Brother K has written an article about the reverse direction of Baidu translation before, and has also published a corresponding video on bilibili. Recently, a group of friends in Brother K’s reptile exchange group proposed that Baidu translation added a request header parameter Acs-Token, If you do not carry this parameter, and process it directly according to the previous method, an error of 1022 will appear, and if you directly write the Acs-Token as a fixed value, the first few times may be successful, and the same error will be reported after multiple queries. It performs reverse analysis and refactors the previous code. At the same time, Brother K found that some interfaces of Baidu Index have a Cipher-Text parameter, which is similar to the encryption method of Baidu Translate's Acs-Token, so let's analyze it together.
statement
All content in this article is only for learning and communication, not for any other purpose, and does not provide complete code. The content of captured packets, sensitive URLs, data interfaces, etc. have been desensitized. Commercial and illegal uses are strictly prohibited. All consequences of this have nothing to do with the author!
The author is not responsible for any accident caused by unauthorized use of the technology explained in this article. If there is any infringement, please contact the author on the official account [K Brother Crawler] to delete it immediately !
reverse goal
- Goal: Baidu Translate latest request header parameter Acs-Token, Baidu Index request header Cipher-Text
- Homepage: https://fanyi.baidu.com/
- Interface: https://fanyi.baidu.com/v2transapi
- The reverse method of the sign and token parameters will not be repeated in this article. If you want to know more, you can read the articles on the reverse of Baidu translation by Brother K in the past.
reverse process
Packet capture analysis
Let’s take Baidu translation as an example. Just enter the text, and you can see that the translation result comes out without refreshing the page. From this, you can infer that it was loaded by Ajax. Open the developer tool, select XHR to filter the Ajax request, find the interface location, and analyze it in detail. It is recommended to read K's previous articles on Baidu translation reverse. As shown in the figure below, an Acs-Token parameter has been added to the request header. The first two strings of numbers look like timestamps. The specific encryption method requires us to further analyze:
Here, the Fiddler plug-in hook is used to locate the Acs-Token parameter.
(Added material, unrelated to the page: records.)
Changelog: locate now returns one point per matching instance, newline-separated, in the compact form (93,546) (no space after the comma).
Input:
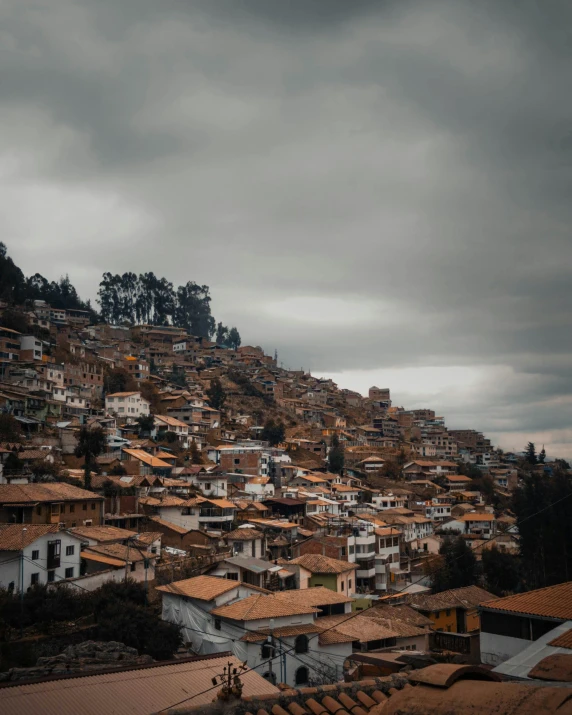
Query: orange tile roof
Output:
(244,535)
(549,602)
(148,689)
(13,537)
(260,606)
(146,458)
(466,597)
(316,563)
(315,596)
(284,632)
(203,588)
(52,492)
(563,641)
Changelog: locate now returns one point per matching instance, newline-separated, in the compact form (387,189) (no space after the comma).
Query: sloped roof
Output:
(263,606)
(316,563)
(466,597)
(549,602)
(13,537)
(33,493)
(203,588)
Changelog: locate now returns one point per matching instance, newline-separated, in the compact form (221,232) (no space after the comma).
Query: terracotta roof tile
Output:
(12,536)
(204,588)
(550,602)
(33,493)
(243,535)
(262,606)
(316,563)
(563,641)
(467,597)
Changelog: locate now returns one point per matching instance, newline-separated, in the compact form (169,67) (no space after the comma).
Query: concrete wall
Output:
(10,561)
(496,649)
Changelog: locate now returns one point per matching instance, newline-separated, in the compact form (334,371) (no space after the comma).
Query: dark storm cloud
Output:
(407,164)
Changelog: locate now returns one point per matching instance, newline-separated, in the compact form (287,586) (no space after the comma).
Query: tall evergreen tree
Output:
(336,457)
(530,453)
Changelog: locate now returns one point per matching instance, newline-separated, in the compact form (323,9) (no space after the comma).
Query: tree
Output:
(118,380)
(273,432)
(9,428)
(14,319)
(195,454)
(336,457)
(457,566)
(234,338)
(530,453)
(91,443)
(542,506)
(216,394)
(221,334)
(502,571)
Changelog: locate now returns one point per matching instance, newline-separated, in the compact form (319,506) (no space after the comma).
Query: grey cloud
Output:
(411,156)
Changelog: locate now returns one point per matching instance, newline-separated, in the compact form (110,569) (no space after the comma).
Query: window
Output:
(301,677)
(301,644)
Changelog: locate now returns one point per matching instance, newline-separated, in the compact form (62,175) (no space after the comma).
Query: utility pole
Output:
(24,530)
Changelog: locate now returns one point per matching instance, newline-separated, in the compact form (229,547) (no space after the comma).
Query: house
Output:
(253,571)
(419,468)
(130,560)
(166,423)
(388,545)
(453,611)
(380,627)
(288,627)
(147,463)
(50,503)
(130,405)
(246,541)
(481,523)
(144,689)
(456,482)
(336,575)
(36,554)
(510,625)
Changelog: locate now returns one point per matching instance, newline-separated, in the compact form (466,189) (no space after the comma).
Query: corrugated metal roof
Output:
(140,691)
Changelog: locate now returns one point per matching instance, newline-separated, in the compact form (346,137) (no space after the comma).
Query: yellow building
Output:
(454,611)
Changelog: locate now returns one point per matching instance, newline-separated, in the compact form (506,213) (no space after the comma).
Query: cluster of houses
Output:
(200,482)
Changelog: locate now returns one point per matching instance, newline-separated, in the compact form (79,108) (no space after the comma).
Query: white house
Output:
(34,554)
(127,404)
(278,630)
(166,423)
(387,556)
(510,625)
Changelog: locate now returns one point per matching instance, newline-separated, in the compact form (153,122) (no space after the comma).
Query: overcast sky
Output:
(378,189)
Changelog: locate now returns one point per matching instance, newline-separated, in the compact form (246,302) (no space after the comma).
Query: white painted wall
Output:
(496,649)
(10,562)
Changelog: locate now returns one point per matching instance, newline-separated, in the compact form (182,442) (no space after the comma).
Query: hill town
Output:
(174,501)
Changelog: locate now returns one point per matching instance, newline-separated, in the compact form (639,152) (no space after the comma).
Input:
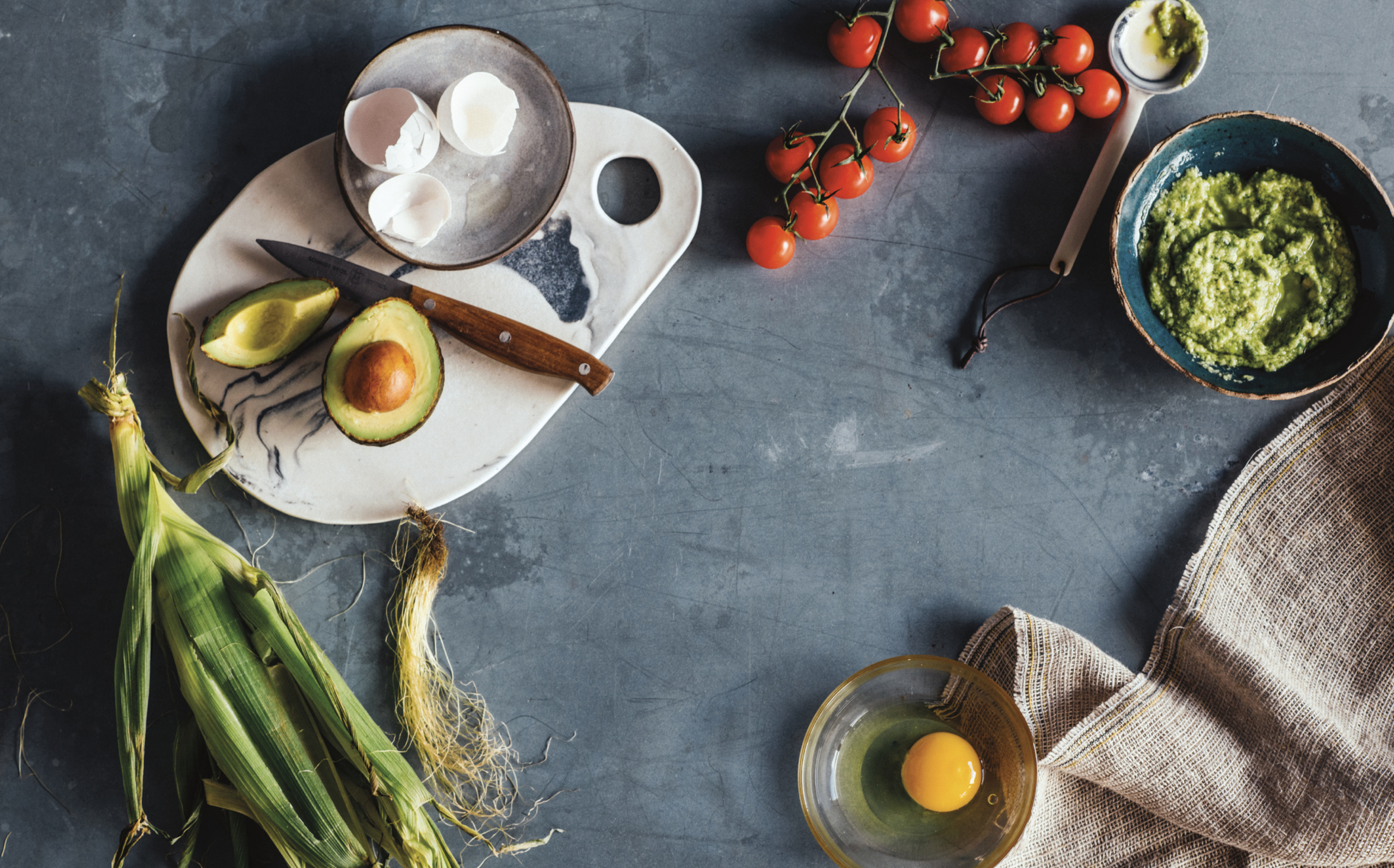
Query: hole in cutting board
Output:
(628,190)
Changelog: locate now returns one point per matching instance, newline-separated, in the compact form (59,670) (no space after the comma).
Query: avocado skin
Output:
(352,339)
(300,289)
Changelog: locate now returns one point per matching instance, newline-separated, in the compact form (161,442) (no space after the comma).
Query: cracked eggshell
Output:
(477,113)
(410,208)
(392,130)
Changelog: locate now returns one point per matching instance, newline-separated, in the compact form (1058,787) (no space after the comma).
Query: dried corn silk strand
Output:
(466,756)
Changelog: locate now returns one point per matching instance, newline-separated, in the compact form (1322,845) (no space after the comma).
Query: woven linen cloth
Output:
(1260,732)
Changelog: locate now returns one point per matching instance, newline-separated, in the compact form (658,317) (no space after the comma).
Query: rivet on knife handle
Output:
(513,343)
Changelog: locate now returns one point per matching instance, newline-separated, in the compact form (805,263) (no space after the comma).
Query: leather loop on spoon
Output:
(1079,222)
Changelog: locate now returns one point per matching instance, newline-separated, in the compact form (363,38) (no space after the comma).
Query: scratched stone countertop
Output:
(787,481)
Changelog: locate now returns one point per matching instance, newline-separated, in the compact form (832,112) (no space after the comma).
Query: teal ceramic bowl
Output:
(1245,142)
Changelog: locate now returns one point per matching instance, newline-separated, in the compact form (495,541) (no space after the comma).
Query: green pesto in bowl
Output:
(1248,272)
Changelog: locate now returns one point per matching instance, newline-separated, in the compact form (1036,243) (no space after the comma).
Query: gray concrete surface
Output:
(787,481)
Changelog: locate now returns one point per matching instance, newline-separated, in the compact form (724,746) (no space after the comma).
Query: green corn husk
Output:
(292,746)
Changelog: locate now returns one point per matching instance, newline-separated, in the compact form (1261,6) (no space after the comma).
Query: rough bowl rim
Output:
(1123,294)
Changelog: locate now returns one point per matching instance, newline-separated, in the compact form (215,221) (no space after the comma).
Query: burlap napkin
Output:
(1260,732)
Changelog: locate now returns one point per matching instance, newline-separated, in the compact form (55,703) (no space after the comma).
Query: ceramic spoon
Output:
(1139,91)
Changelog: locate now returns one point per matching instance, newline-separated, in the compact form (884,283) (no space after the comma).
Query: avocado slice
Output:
(384,374)
(270,324)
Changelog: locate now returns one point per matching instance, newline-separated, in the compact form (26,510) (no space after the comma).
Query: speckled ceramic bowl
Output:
(1247,142)
(849,767)
(498,201)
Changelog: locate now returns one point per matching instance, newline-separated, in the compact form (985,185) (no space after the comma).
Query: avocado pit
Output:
(380,377)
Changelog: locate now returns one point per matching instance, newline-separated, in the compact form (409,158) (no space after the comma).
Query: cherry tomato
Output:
(877,135)
(922,20)
(1050,112)
(845,181)
(854,45)
(1006,109)
(1022,44)
(969,49)
(787,154)
(1102,94)
(813,217)
(1072,51)
(770,244)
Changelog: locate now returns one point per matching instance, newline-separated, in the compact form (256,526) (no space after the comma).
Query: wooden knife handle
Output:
(513,343)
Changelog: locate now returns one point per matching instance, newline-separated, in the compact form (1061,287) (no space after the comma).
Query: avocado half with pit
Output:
(384,374)
(267,325)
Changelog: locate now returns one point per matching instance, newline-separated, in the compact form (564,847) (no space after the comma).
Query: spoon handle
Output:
(1097,186)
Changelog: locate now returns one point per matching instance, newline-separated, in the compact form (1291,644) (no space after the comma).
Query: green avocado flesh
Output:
(1248,274)
(268,324)
(396,321)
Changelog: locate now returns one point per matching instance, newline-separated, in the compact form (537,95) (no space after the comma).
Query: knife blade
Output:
(494,335)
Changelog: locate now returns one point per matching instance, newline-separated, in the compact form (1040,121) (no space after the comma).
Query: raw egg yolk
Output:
(941,772)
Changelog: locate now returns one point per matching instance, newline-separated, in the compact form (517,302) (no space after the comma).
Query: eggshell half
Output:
(410,208)
(392,130)
(477,113)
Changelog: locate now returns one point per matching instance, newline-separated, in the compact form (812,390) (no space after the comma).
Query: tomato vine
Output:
(816,172)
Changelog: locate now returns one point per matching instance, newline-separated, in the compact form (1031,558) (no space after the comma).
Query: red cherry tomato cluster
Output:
(1014,70)
(844,172)
(1049,105)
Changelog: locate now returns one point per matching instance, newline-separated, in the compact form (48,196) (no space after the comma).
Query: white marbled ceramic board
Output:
(580,279)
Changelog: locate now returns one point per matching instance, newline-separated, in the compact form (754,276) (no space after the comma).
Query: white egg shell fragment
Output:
(410,208)
(392,130)
(477,113)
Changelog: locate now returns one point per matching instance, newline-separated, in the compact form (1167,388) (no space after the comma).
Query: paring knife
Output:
(500,338)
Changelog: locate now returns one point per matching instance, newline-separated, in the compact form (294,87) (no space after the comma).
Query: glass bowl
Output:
(849,782)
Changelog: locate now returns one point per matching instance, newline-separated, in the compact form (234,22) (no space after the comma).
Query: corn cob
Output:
(292,746)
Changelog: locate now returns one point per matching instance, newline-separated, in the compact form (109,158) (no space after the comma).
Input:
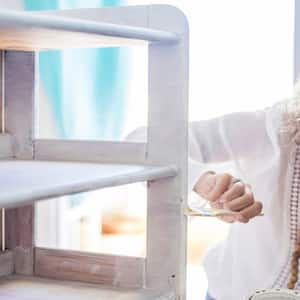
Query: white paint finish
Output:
(6,263)
(117,271)
(168,121)
(90,151)
(297,40)
(20,92)
(5,146)
(30,288)
(24,182)
(32,31)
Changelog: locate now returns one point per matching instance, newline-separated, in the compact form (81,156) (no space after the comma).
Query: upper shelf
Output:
(30,32)
(23,182)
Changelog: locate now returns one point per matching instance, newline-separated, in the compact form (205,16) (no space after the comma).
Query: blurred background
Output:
(241,58)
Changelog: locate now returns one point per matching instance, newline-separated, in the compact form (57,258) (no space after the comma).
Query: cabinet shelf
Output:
(24,182)
(34,288)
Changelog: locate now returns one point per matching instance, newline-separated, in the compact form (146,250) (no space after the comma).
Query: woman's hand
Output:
(222,192)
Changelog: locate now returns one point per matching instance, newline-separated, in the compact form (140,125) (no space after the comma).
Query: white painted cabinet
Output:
(32,170)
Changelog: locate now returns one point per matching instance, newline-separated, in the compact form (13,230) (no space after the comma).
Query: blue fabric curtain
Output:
(85,87)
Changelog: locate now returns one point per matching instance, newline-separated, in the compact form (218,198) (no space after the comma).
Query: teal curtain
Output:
(86,88)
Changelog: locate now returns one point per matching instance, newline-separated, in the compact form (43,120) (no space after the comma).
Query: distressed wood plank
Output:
(20,93)
(6,263)
(5,146)
(90,151)
(19,237)
(93,268)
(31,288)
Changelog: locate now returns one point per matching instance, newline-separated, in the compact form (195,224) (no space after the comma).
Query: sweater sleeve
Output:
(231,139)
For the related hook operation method, you can read the previous articles of Brother K. This article will not repeat them:
(function () {
var org = window.XMLHttpRequest.prototype.setRequestHeader;
window.XMLHttpRequest.prototype.setRequestHeader = function (key, value) {
console.log(key, ':', value)
if (key == 'Acs-Token') {
debugger;
}
return org.apply(this, arguments);
};
})();
Clear the cache, click translate, you can see the successful hook to the Acs-Token parameter, follow the stack down to find the location where its value is generated:
reverse analysis
Going down the stack analysis, the value of the Acs-Token parameter is generated in line 187 of the translate.js
file, passed by the sign parameter, the sign parameter is defined in line 180, and the breakpoint is debugged on line 195, click After the translation, it is successfully broken at the breakpoint:
Follow up getAcsSign()
function, select it as a whole, click to enter the paris.js
file, you can see that an asynchronous Promise object is created in the function body to perform asynchronous operations:
The constructor of Promise accepts a function parameter, and this function needs to pass in two parameters:
-
resolve
: the callback function after the asynchronous operation is successfully executed; -
reject
: The callback function after the asynchronous operation fails.
So the successful execution of the asynchronous operation returns the value of the sign parameter:
Now that the sign has been obtained, we follow the stack up again, and we can find that the value of the Acs-Token parameter is generated at line 805 of the acs-2060.js
file, which is obviously spliced:
The above picture shows the broken situation during the analysis a few days ago. When we analyze it again today, we found that the structure has changed, as shown in the following picture:
Where did this acs-2060.js
come from? In paris.js
, you can actually see that init initializes some configuration files, the acsUrl is the address of acs-2060.js
, 2060 is the channel number, assigned by the administrator, you can see according to the comments This thing is called "Yumenguan".
Continue the previous steps, analyze acs-2060.js
, break the debugging at line 805, analyze the meaning of each splicing part in a8()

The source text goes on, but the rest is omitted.